My error looks like non legacy lib. So, is my case the same as this issue?Just in case, let me share reproduction code and error message below.
Code
import numpy as np import cudf def main(): filepath = './test.csv' df = cudf.DataFrame() df['col1'] = list(range(10)) df['col2'] = np.random.random(10) cudf.io.csv.to_csv(df, path=filepath, header=False, index=False) names = ['col1', 'col2'] # dtype = {'col1': 'int64', 'col2': 'float64'} # <- It works! dtype = {'col1': np.int64, 'col2': np.float64} print(dtype) df = cudf.io.csv.read_csv(filepath, names=names, dtype=dtype, header=None) print(df) if __name__ == "__main__": main()Error
Traceback (most recent call last): File "smallest_read_csv_dtype.py", line 25, in <module> main() File "smallest_read_csv_dtype.py", line 20, in main df = cudf.io.csv.read_csv(filepath, names=names, dtype=dtype, header=None) File "/opt/conda/envs/rapids/lib/python3.6/contextlib.py", line 52, in inner return func(*args, **kwds) File "/opt/conda/envs/rapids/lib/python3.6/site-packages/cudf/io/csv.py", line 84, in read_csv index_col=index_col, File "cudf/_lib/csv.pyx", line 337, in cudf._lib.csv.read_csv RuntimeError: cuDF failure at: /conda/conda-bld/libcudf_1591199376654/work/cpp/src/io/csv/reader_impl.cu:649: Unsupported data typeLaunch command
sudo docker run --gpus=all --rm -it -v $(pwd):/ws nvcr.io/nvidia/rapidsai/rapidsai:0.14-cuda10.2-runtime-ubuntu18.04
Can you try passing a string of int64 instead of np.int64 for the dtypes? Likely a bug on our end in handling the dtypes.
Thanks for the reply, @kkraus14 !
Can you try passing a string of int64 instead of np.int64 for the dtypes?
Yes, although I commented out in my code, the program works well by passing 'int64' and 'float64' strings instead of numpy's dtype like below.
dtype = {'col1': 'int64', 'col2': 'float64'}
Hey all, I saw a similar issue come up as I was playing around with cuDF's read_csv function with RAPIDS on Kaggle. My code runs fine, but it kept on propagating the following error:
RuntimeError: cuDF failure at: /opt/conda/envs/rapids/conda-bld/libcudf_1598487636199/work/cpp/src/io/csv/reader_impl.cu:651: Unsupported data type
After looking at this issue and guessing a lot, I got my code to the point where I realize 'int64' and 'str' work for dtypes. But I'm struggling with the last column which should be datetime and won't render properly as a string or an integer.
checkout_list = []
for filename in all_checkout_files:
cu = cudf.io.csv.read_csv(filename, index_col = None, header = 0, dtype ={'BibNumber': 'int64', 'ItemBarcode': 'int64', 'ItemType': 'str', 'Collection': 'str', 'CallNumber': 'int64', 'CheckoutDateTime': 'datetime64'})
checkout_list.append(cu)
checkout = cudf.core.reshape.concat(checkout_list, axis=0, ignore_index = True)

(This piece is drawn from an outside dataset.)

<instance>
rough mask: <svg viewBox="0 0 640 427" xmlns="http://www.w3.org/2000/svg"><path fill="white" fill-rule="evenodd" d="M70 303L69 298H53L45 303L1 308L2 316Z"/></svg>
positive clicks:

The code is meant to append a bunch of cuDF dataframes together that all follow a common pattern. I know that if I replace 'datetime64' with 'int64', this runs properly, at least at first glance. I'm wondering what the proper way for the function to accept datetime as a reference would be.
A basic point of frustration on this has been guessing at the proper way to render datatypes which came on top of data validation errors (columns were being misread which is why I had to set the dtypes at the read_csv level in the first place). I think this problem could be resolved by fixing the underlying bug -- but in the absence of that, correcting this documentation to be more accurate would help a lot.
@Rogerh91 I believe if you use timestamp or something like timestamp[s] for example it should work.
We're actively working on refactoring this code and cleaning this up is definitely one of the things we're planning to tackle.
Hey @kkraus14, thanks for the tip -- just wanted to report that it worked the first time I tried it. It doesn't seem to be anywhere in the documentation which most people will consult when they're stuck on this, but appreciate that you all are refactoring and cleaning things up. That seems like it might be a quick fix in the meantime though (clearing up documentation), or a blog post that will show up on SEO maybe.